A sampling of cookies. The middle ones are the snowballs. |
White Chocolate Chip Cranberry Cookies
I just discovered these cookies this year, but I love them! The recipe is from sally's baking addiction. It says you can chill the dough for up to 3 days, but if I had that dough in my refrigerator for 3 days, there would be no cookies left to bake! It's irresistible!
- 3/4 cup (1.5 sticks) unsalted butter, softened to room temperature
- 3/4 cup dark brown sugar
- 1/4 cup granulated sugar
- 1 large egg, at room temperature
- 2 teaspoons vanilla extract
- 2 cups all-purpose flour
- 2 teaspoons cornstarch
- 1 teaspoon baking soda
- 1/2 teaspoon salt
- 3/4 cup white chocolate chips
- 3/4 cup dried cranberries
Line an ungreased cookie sheet with parchment paper or silpat. Set aside.
In a large bowl using a hand-held mixer or stand mixer with paddle attachment, cream the butter and sugars together on medium speed until fluffy and light in color. Mix in egg and vanilla. Scrape down the sides as needed. On low speed, mix in flour, cornstarch, baking soda and salt. Stir in white chocolate chips & dried cranberries. Chill dough (covered) for 30 minutes or up to 3 days.
Preheat oven to 350F. Drop balls of dough (1.5 tablespoons each) onto cookie sheet OR used a standard-sized cookie scoop. Bake for 8-9 minutes, until barely golden brown around the edges. Do NOT cook them longer than 9 minutes. Remove and let cool for 5-10 minutes on the cookie sheet.
Transfer to cooling rack.
*Do not drop dough onto warm cookie sheets. Allow cookie sheets to cool completely between batches.
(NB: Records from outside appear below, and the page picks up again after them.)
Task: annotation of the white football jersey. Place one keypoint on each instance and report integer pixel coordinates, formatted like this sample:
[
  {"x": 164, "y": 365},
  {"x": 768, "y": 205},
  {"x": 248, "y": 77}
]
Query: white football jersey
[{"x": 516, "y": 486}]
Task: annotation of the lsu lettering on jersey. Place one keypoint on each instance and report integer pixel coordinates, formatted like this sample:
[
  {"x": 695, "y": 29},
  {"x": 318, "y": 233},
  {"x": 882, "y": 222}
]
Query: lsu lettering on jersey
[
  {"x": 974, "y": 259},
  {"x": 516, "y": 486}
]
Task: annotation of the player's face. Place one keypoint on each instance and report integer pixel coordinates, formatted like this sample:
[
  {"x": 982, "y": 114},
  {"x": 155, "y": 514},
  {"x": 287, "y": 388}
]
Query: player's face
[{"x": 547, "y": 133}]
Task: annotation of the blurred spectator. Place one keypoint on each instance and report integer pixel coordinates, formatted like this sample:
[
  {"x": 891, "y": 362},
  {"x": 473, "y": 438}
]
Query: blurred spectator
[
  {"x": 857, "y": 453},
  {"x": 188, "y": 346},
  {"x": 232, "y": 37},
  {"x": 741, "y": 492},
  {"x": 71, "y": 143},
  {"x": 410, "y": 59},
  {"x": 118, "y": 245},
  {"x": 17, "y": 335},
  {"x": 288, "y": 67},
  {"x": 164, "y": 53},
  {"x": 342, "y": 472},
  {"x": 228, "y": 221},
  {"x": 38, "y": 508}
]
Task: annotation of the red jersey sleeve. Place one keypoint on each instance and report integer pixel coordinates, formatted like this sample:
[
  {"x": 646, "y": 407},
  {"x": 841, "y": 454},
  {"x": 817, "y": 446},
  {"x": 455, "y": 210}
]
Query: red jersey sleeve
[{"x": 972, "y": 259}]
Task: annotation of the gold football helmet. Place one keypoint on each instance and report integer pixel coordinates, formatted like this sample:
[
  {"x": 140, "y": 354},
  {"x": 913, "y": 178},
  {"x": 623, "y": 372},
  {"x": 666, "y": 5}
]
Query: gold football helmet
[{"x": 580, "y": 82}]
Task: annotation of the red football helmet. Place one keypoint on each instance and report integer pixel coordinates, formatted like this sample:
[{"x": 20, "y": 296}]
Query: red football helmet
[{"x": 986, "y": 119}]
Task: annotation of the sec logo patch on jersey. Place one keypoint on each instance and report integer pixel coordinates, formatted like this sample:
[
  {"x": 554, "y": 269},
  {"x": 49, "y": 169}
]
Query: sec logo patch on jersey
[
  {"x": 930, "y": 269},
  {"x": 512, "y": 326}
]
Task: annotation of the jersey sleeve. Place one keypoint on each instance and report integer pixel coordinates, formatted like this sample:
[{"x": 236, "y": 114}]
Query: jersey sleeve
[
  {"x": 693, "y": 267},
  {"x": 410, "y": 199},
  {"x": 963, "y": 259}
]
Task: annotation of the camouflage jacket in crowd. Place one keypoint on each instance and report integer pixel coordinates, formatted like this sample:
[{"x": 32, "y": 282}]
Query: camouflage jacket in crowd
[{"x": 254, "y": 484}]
Hope you enjoy some of these cookies. We definitely consume too much sugar in the Wagner home during the holidays, but it's only for a month and only once a year. Plus it's something we all enjoy doing together! If you have a favorite cookie recipe, please share! We will be baking cookies for many Christmases to come.